Wucai Chinese antique porcelain has its origins from the earlier Doucai ceramics. Wucai first appeared during the reign of the Ming dynasty Emperor Jiajing, who ruled the Chinese empire between 1521 and 1567. Its manufacture continued throughout the Ming dynasty until its demise in 1644, but underwent a renaissance during the Qing dynasty.
Jingderjen often called the Porcelain City of the world and is still producing fine ceramics today, was the main site of production throughout China for Wucai ceramics.

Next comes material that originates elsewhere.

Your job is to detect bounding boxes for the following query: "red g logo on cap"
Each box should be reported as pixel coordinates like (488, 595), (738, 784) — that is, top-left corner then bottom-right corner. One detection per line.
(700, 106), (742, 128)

Although Wucai can be translated as ‘five-colour’ the colours were not strictly limited to that number and the term is best understood as simply multicoloured.
Wucai porcelain was characterised by the over glaze decoration of coloured enamels after the porcelain had been fired once with a blue under glaze design. The over glaze enamels included a variety of colours such as red, green, blue, yellow and purple. Once the coloured over glaze enamels had been applied, the porcelain was then fired a second time, but at a lower temperature.
Wucai objects can vary widely in their decoration, ranging from the relatively simple to the positively ornate. Motifs and symbols were often very finely painted and included depictions of dragons, phoenixes, flowers, plants and fish. Later examples of Wucai porcelain from the Qing Dynasty era utilised black and gold to outline the design, thus giving the porcelain a vivid and life like quality.
The finest production period for Wucai came in the Qing Dynasty period during the reign of the Emperor Kangxi, which lasted from 1661 until 1722, and is commonly known as Kangxi Wucai.
Kangxi Wucai porcelain is characterised by fine craftsmanship and intricate decoration, which were made possible by the technological innovations of that era. These innovations included improved firing techniques and new pigments such as blues and black. New painting mediums, such as oil rather than water based, allowed artists to utilise a wider range of styles and designs.